May 28, 2021 | 12:31 PM

Big Picture

N.A. Markets Stabilize as Inflation Concerns Ease

It was a bounce-back day for U.S. stocks Monday, led by rebounding technology shares, as investors become more comfortable with the current inflation outlook and the pace of the economic recovery. The question for investors remains whether the recent hike in prices is temporary or part of a longer-term trend. Energy and materials companies that are able to pass along higher costs have been in favour, while high-growth technology names have lagged. By Monday’s close, the Dow was up 186, while the Nasdaq and S&P climbed 190 and 41, respectively. The TSX was closed Monday.

Monday’s enthusiasm waned somewhat Tuesday as U.S. stocks were fairly flat across the board, while the TSX managed a slight 37-point gain, enough for a new record close. New U.S. housing data showed home-price growth climbed in March to its highest level in 15 years, as strong demand for housing continues to outstrip supply.

There were green numbers all across the board Wednesday after the Federal Reserve reiterated its pledge to maintain its economic support despite a recent uptick in inflation. A clear sign that inflation fears are easing was Wednesday’s reading of the Cboe Volatility Index (i.e., the VIX), which dropped to its lowest level since early May.

U.S. markets turned in another mostly positive performance Thursday, with the Dow up 141 points, while the S&P and Nasdaq were essentially flat. In another sign of the ongoing U.S. recovery, initial jobless claims fell again last week to a new pandemic low—just over 400,000. In Canada, the TSX posted another modest 29-point gain.

N.A. Markets Post Moderate Gains

For the four trading days covered in this report, the Dow added 256 points to close at 34,464, the S&P 500 rose 45 points to settle at 4,201, while the technology-heavy Nasdaq climbed 265 points to close at 13,736. In Canada, the TSX jumped 247 points to end at 19,774.

Strategy

Canada’s Finance Minister touts government spending and resilience of the private sector as primary factors driving the post-pandemic recovery

Canada’s Finance Minister touts government spending and resilience of the private sector as primary factors driving the post-pandemic recovery – Chrystia Freeland was named Canada’s Finance Minister in August last year after leading the Liberal government international trade and foreign ministries.

In late April, shortly after tabling her government’s budget, Ms.

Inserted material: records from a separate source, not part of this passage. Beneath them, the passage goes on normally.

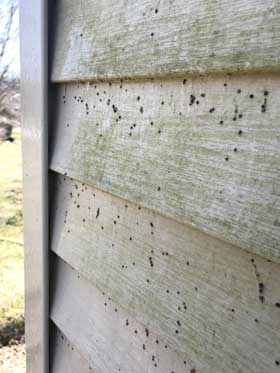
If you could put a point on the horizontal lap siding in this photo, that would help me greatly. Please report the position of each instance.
(66, 358)
(109, 39)
(165, 194)
(203, 151)
(213, 305)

Freeland sat down with Bloomberg Markets and gave an interview about spending, deficits, taxation, globalization, and China. The interview was published this morning.

Off the top, the Finance Minister was asked about the budget and Canada’s fiscal position more specifically. She rightly pointed to a consistent decline in the country’s deficit, which is expected to fall to just over 1 per cent of GDP in the 2025-2026 fiscal year, as evidence of her government’s fiscal prudence. Still, as we have written previously, we do not think enough has been done to right-size the debt-to-GDP ratio through what is expected to be a period of above-trend economic growth. The Liberal’s expect Canada’s debt ratio to fall to 49.2 per cent by the 2025-2026 fiscal year, which could constrain future government spending requirements during a future recession and might result in the type of fiscal reforms of the early 1990s.

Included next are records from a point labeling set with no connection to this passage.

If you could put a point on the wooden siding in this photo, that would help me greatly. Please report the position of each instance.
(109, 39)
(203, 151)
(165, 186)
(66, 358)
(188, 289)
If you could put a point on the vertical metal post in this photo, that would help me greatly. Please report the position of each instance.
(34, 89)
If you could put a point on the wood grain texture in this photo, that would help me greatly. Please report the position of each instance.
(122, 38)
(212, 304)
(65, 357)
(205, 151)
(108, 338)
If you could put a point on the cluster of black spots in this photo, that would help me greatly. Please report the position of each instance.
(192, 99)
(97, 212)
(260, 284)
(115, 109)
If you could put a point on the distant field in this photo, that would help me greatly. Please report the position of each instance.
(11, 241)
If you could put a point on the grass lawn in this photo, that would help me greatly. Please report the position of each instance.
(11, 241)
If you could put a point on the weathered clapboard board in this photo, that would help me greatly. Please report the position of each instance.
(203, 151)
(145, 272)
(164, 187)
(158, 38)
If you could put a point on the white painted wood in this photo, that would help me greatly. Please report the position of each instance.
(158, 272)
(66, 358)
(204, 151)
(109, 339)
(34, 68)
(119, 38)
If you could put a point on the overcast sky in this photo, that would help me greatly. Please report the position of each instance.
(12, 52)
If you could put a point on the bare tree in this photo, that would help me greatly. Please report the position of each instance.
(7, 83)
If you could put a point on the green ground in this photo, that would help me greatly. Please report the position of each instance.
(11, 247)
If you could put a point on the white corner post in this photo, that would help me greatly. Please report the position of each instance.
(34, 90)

Ms. Freeland highlighted Standard & Poor’s recent confirmation of Canada’s AAA credit rating and, notwithstanding the extraordinary spending incurred, the fact we continue to have among the lowest debt-to-GDP ratio in the G7. In the fourth quarter, the Canadian economy grew by almost 10 per cent. In her view, this is a testament to the resilience and entrepreneurship of Canadian businesses and that significant government support helped avoid long-term economic scarring.